Our study has several strengths: we used multiple specific techniques simultaneously to assess the responses to exercise, we employed a standardised exercise and we compared the population with CLBP with a well-matched control group, notably concerning the physical activity level. However, some limitations must be underlined. First, because of the variability of the participants with CLBP—due to the multifactorial causes of the pathology—our results should be considered with caution. We did not consider psychosocial and/or behavioural factors in this study. Moreover, we did not assess central sensitisation, which is commonly associated with CLBP52. The skin fold thickness could not be indicated in this study because it was not correctly reported during the experiments. However, it is a factor to be carefully considered when performing NIRS measurements37. Furthermore, we did not assess muscle activity during the protocol, whereas specific motor patterns have often been associated with CLBP8,17,44. Motor patterns may influence paraspinal muscle involvement to exercise and then influence the oxygenation needs in paraspinal muscle to exercise. Finally, we did not perform muscle imaging; the composition of the low back muscles may differ between the groups and partly explain the differences revealed in this study. Further investigation is needed to conclude the causes involving the metabolic differences revealed in our results. Although we found significant differences with medium and large effect sizes, the lack of information about the minimum clinically important differences in mechanical efficiency and tissue oxygenation should be considered and could be the subject of future work.

Conclusions

We evaluated aerobic metabolic responses in the paraspinal muscles of people with CLBP. The results showed lower back weakness and reduced mechanical efficiency in participants with CLBP, even though they were physically active.
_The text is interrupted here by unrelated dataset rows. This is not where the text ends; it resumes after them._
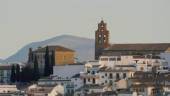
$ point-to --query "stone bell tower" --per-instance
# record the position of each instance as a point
(101, 39)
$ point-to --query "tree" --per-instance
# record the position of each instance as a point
(52, 62)
(36, 74)
(17, 72)
(47, 63)
(30, 56)
(13, 74)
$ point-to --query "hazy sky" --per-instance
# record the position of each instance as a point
(129, 21)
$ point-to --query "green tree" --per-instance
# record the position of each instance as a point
(17, 72)
(36, 74)
(13, 74)
(52, 62)
(30, 56)
(47, 63)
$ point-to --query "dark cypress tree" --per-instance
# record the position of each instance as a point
(13, 74)
(17, 73)
(30, 56)
(36, 74)
(47, 63)
(52, 62)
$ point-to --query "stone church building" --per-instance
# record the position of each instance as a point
(104, 48)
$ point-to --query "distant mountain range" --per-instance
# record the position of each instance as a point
(84, 47)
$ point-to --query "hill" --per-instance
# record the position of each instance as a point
(84, 47)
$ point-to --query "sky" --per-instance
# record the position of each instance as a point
(129, 21)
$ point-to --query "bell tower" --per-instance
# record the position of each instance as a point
(101, 39)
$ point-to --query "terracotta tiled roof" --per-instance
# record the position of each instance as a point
(140, 46)
(54, 48)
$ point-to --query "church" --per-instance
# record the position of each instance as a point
(104, 48)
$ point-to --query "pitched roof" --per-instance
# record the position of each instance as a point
(139, 47)
(54, 48)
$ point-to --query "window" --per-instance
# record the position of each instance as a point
(118, 59)
(124, 75)
(88, 71)
(117, 76)
(88, 79)
(93, 72)
(141, 68)
(94, 81)
(106, 74)
(110, 75)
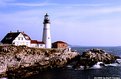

We also found altered muscle oxygenation and reduced microvascular blood volume to exercise. These changes could be related to pain, and improving the aerobic metabolic response of the paraspinal muscles to exercise could be a way to reduce the muscle pain and fatigue that characterise individuals with CLBP. Further investigation is needed to explore the potential causal relationship between muscle metabolic responses and symptoms of CLBP.